Since that cold and overcast day nine years ago, we have witnessed countless quiet, unspeakably beautiful acts of kindness towards Nadia and towards us. She has turned our world, our friends, our coaches, our teachers, our neighbors, into family. From the friend who brought me her pillow when I first checked into the Children’s Hospital with Nadia because she was a nurse and knew that her pillow would be softer, more comfortable, to the stoic neighbor who brought soup and dropped it on our doorstep, along with a tiny note and an angel pin that remains affixed to the shade of her infant car seat that I just can’t part with, I am left in awe. From my sister and family who have listened to every high and low and sifted it out for me with such grace that I swear they walk on water, to the friends who gave us a little jar of glitter fairy dust that still sits on Nadia’s dresser and will surely be sprinkled somewhere on her wedding day, the world has rallied around us and held us together.
Nadia recently made rainbow loom bracelets for practically the entire team and stands at my son’s basketball tournament. She took such delight in each gift, in sneaking up and delivering them, in selecting just the right colors and in seeing the look on their faces when she gave them her gift. I was touched, but honestly more grateful for the brilliant guy who marketed rubber band bracelets and kept her occupied for a day in a gym. However, the next weekend, when I saw, not one, not two, but practically a dozen people—coaches, grandparents, teammates, roll up their sleeves, just a bit, or sneak a little wink, to show her that they had worn it for good luck, I saw her light up and stand taller. And I knew. Right then.
This is the story of Nadia. She hugs bigger. She burns brighter. She loves deeper. And she seems to be the happiest little girl, despite her differences, despite everything. I think she is here to teach us that our well can run over with joy if we just live simply, happily, and with loads of love for the world. She accepts everyone just as they are. On her birthday, I hope the world can see, above everything else, that love and acceptance is indeed all we need.

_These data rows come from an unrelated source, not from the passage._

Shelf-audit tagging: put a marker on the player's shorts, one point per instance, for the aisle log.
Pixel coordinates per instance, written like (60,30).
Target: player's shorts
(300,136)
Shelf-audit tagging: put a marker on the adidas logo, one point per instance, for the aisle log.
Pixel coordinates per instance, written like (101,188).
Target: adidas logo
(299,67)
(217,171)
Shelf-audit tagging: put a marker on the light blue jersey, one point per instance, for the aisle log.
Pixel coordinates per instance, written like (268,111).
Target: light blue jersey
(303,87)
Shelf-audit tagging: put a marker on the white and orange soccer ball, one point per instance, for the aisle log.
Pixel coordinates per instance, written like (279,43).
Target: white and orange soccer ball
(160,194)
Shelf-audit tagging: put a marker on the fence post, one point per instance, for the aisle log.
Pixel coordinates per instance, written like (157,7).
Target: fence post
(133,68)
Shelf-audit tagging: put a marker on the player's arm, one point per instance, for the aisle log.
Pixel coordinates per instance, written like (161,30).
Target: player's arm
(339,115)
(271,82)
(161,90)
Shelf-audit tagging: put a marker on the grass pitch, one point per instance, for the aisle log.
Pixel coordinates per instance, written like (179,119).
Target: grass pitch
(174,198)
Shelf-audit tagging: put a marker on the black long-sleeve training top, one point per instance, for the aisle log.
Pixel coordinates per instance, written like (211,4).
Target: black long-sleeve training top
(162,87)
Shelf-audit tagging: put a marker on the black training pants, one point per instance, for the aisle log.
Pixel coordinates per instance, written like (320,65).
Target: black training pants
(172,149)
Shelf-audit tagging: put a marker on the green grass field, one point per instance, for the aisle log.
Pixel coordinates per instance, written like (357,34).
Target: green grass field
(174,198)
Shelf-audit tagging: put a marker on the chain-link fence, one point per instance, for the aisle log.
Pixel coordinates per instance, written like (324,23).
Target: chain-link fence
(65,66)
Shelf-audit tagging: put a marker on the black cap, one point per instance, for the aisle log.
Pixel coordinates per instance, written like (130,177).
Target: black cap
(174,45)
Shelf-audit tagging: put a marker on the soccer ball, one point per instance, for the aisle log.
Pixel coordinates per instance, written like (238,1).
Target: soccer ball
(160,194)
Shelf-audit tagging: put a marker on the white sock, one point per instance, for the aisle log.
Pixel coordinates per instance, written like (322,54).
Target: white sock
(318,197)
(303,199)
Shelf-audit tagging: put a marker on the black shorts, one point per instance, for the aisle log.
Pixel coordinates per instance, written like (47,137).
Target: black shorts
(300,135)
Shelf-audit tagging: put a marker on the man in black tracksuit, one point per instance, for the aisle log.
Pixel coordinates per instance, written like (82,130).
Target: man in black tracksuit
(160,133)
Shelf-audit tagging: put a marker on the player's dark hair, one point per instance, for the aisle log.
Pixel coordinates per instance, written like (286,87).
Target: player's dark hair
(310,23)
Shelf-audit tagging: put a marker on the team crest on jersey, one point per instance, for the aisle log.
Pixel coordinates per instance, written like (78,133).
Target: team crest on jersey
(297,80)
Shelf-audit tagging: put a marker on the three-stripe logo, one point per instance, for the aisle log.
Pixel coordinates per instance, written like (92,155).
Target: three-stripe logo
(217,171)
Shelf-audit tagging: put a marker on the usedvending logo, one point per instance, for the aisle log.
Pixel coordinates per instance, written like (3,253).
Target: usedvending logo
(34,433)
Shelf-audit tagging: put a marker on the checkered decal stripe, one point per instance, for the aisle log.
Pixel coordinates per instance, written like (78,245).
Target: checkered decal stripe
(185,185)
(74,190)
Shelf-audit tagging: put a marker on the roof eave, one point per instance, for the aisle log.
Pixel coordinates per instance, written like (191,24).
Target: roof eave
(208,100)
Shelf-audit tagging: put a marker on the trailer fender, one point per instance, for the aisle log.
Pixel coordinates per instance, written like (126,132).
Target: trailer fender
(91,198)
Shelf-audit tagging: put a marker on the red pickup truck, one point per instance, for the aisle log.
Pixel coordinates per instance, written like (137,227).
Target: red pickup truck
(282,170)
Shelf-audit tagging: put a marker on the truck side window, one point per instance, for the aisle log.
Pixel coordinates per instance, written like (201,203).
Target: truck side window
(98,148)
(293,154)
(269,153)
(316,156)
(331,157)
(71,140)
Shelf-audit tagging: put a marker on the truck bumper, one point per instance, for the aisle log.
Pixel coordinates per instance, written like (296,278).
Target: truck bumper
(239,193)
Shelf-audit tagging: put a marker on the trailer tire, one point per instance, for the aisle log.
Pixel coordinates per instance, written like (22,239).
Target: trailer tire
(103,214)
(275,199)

I still worry about her as she grows up, that her differences might matter more. To others. To her GPA. To herself. To colleges. To peers. But I recently watched a video, 1,000 Miles of Luca, and realized a simple truth. We don’t spend time with people because they are the smartest, the most academic, the most athletic, or the most articulate. We spend time with people because of how they make us feel. I hold fast to that today because I am celebrating my amazing daughter and the ripples of joy she has spread in only nine years. The sky’s the limit, baby. The sky’s the limit.